Look on undocumentedmatlab.com for the information about the features supported by system_dependent()
Matlab uses single precision arithmetic for single precision values. Therefore there is no reason to simulate it.
I'd suggest to use double arithmetic in the C-function instead for the intermediate results to increase the accuracy.
Downloading and installing the Windows-SDK needs several minutes only.
It is very difficult to verify what is actually happening behind the scenes for single precision calculations. E.g., on a PC it may be the case that certain calculations on float variables get converted to 80-bit extended precision for the actual calculations and then re-converted to float to store the result. This can be the case for your C code even though all the variables are float. I am not sure which functions of MATLAB are strictly single and which are not. Bottom line is I seriously doubt you will be able to get an exact match no matter how much time you spend on the problem, unless the code is very simple. Whether the residuals you are currently seeing are "small" or not depends on the algorithms you are implementing. I think Jan's advice is a pretty good one ... do it all in double and compare that result to the single result.
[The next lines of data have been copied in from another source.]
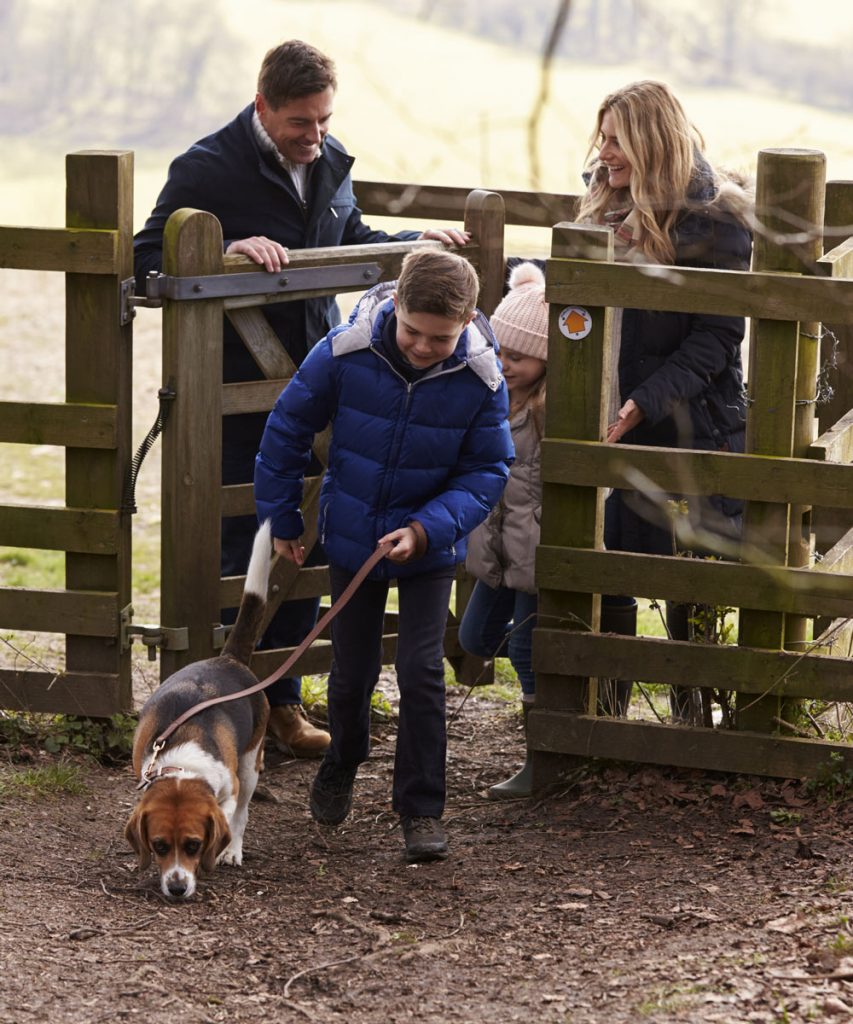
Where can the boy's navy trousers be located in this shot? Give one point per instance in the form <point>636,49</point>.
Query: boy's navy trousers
<point>356,641</point>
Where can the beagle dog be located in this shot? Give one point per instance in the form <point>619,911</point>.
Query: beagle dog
<point>197,790</point>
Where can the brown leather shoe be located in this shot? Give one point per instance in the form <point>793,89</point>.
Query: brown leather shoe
<point>294,734</point>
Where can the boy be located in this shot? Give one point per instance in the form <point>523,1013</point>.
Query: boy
<point>420,453</point>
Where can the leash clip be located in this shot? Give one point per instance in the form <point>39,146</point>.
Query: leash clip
<point>148,773</point>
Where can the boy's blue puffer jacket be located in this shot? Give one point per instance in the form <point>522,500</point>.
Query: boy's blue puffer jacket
<point>437,451</point>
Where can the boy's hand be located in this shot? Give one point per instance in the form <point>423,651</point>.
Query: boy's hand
<point>404,541</point>
<point>294,550</point>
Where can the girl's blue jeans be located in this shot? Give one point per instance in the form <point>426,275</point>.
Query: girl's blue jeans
<point>499,623</point>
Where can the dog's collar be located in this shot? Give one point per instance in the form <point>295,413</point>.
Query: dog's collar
<point>152,774</point>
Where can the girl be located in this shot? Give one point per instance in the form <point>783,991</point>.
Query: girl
<point>501,614</point>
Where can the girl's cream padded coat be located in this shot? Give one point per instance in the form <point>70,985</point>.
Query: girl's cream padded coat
<point>501,551</point>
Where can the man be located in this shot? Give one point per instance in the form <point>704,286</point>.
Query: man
<point>275,180</point>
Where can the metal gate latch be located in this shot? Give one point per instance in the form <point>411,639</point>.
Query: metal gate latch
<point>164,637</point>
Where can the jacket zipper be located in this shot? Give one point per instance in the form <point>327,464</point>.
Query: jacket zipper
<point>399,429</point>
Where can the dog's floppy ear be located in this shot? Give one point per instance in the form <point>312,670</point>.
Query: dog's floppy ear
<point>217,837</point>
<point>136,833</point>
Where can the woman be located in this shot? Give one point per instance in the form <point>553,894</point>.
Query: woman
<point>679,380</point>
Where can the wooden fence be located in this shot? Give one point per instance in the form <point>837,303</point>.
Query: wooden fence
<point>784,473</point>
<point>787,477</point>
<point>94,250</point>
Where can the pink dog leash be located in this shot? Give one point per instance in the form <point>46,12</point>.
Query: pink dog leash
<point>148,774</point>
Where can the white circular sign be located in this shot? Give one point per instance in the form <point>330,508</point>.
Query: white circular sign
<point>574,323</point>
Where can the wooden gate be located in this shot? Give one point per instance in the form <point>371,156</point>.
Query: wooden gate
<point>194,499</point>
<point>94,250</point>
<point>784,474</point>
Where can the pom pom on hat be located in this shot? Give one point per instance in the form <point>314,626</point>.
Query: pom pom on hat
<point>520,322</point>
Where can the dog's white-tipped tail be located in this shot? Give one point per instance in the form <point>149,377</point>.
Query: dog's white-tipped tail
<point>257,576</point>
<point>244,636</point>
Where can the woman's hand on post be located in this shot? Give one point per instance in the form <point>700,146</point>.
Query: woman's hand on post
<point>404,544</point>
<point>628,418</point>
<point>294,550</point>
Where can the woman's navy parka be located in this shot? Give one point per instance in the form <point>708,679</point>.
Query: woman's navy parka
<point>436,451</point>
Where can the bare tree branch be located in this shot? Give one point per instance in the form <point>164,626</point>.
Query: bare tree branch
<point>560,18</point>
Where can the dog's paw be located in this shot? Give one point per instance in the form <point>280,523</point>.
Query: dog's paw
<point>230,855</point>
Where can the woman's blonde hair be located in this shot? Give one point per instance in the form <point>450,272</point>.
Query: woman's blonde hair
<point>662,145</point>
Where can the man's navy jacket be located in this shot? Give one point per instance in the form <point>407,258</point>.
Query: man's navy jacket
<point>229,175</point>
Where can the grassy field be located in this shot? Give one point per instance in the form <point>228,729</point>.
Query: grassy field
<point>440,108</point>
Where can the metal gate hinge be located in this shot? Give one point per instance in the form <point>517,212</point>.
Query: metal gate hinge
<point>217,286</point>
<point>126,301</point>
<point>164,637</point>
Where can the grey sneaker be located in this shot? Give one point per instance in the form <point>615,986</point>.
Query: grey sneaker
<point>331,798</point>
<point>425,839</point>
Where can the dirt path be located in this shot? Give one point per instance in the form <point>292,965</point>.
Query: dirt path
<point>630,895</point>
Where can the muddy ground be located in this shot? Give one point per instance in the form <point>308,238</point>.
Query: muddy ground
<point>628,894</point>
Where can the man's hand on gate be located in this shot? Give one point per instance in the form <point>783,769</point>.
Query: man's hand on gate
<point>262,250</point>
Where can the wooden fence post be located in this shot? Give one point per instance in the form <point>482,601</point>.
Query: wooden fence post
<point>484,216</point>
<point>837,352</point>
<point>192,497</point>
<point>780,418</point>
<point>579,375</point>
<point>98,368</point>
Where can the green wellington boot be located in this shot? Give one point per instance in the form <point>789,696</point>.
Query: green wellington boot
<point>521,783</point>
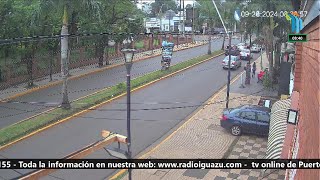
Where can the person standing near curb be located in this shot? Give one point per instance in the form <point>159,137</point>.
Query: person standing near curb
<point>254,68</point>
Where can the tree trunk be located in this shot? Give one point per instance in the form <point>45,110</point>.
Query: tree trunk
<point>107,53</point>
<point>64,60</point>
<point>29,69</point>
<point>271,59</point>
<point>209,47</point>
<point>224,39</point>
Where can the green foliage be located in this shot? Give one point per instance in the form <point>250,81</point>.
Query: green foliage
<point>267,83</point>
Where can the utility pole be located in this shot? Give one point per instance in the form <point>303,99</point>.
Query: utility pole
<point>183,20</point>
<point>193,38</point>
<point>180,16</point>
<point>229,73</point>
<point>64,60</point>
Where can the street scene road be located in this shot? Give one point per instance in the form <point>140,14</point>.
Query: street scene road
<point>12,113</point>
<point>191,87</point>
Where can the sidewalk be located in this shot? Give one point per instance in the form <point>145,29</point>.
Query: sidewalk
<point>202,137</point>
<point>82,71</point>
OK, points well-taken, so here's the nitty-gritty:
In what follows, P ("big" O(1-10)), T (O(1-10)), and K (O(0.1-10)) are inputs; in the C implementation, they come in w/ precisions of 1e-3, 1e-4, and 1e-6, resp., i.e., the precision is held constant, not the sig figs--yes, I know, bad science, but hey, it's not my software.
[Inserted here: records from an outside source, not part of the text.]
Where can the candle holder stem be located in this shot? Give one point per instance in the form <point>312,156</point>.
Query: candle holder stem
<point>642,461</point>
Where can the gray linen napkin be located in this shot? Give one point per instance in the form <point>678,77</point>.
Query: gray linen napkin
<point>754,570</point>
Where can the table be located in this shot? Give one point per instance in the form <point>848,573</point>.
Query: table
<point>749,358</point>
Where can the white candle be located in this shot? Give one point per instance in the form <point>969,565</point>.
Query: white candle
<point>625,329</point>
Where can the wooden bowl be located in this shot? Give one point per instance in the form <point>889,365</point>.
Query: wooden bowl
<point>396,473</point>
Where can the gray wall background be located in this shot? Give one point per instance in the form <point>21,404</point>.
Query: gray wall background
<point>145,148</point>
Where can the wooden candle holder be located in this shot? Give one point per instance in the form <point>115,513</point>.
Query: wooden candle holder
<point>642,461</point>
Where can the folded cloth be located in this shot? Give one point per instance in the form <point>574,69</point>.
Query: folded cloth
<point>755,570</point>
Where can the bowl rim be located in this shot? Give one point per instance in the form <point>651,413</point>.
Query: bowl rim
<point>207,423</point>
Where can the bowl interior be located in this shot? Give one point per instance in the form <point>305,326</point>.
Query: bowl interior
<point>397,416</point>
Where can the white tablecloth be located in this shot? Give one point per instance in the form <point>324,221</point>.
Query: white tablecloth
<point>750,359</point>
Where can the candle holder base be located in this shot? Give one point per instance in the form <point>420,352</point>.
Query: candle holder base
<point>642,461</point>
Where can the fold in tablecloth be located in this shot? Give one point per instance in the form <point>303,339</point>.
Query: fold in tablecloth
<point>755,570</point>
k = 0.0162; K35150 = 42.914; A = [2.070e-5 -6.370e-10 3.989e-15]; B = [3.426e-2 4.464e-4 4.215e-1 -3.107e-3]; G = [6.766097e-1 2.00564e-2 1.104259e-4 -6.9698e-7 1.0031e-9]; a = [0.0080 -0.1692 25.3851 14.0941 -7.0261 2.7081]; b = [0.0005 -0.0056 -0.0066 -0.0375 0.0636 -0.0144]; S = zeros(size(T)); RP = S; RT = S; % Begin calculation R = K / K35150; val = 1 + B(1)*T + B(2)*T.*T + B(3)*R + B(4)*R.* T; good = (val~=0); RP(good) = 1 + (P(good) .* (A(1) + P(good) .* (A(2) + A(3)*P(good)))) ./ val(good); val = RP .* (G(1) + (T .* (G(2) + T .* (G(3) + T .* (G(4) + G(5)*T))))); good = (val~=0); RT(good) = R(good) ./ val(good); RT(RT <= 0) = 1e-6; tmp = RT'; tmp = [ones(size(tmp)); tmp.^0.5; tmp; tmp.^1.5; tmp.^2; tmp.^2.5]; sum1 = a * tmp; sum2 = b * tmp; val = 1.0 + k * (T - 15.0); good = (val~=0); S(good) = sum1(good)' + sum2(good)'.*(T(good) - 15.0)./val(good);
So, as you can see, there are lots of additions, multiplications, and powers (incl. fractional), involving coefficients of widely different scales; I've posted a plot of the "residuals" = the (same) inputs processed by the compiled C app (output precision = 1e-4) - processed by my Matlab implementation. Note: for the inputs, I'm able to duplicate the C (implemented in double precision, I'm informed) results to within +/-0.5*output precision, uniformly for T and K, and to about 99% in the case of P. So, please opine: should I be concerned? Thanks!
Ouch, the C program's output format bit me; it's somewhat complicated, so suffice it to say I was comparing apples to oranges (though why the C program outputs both apples and oranges when one would expect it to output only one or the other remains in question)--once I figured this out and started comparing apples to apples, I found that my apples are just like theirs! Sorry for the noise.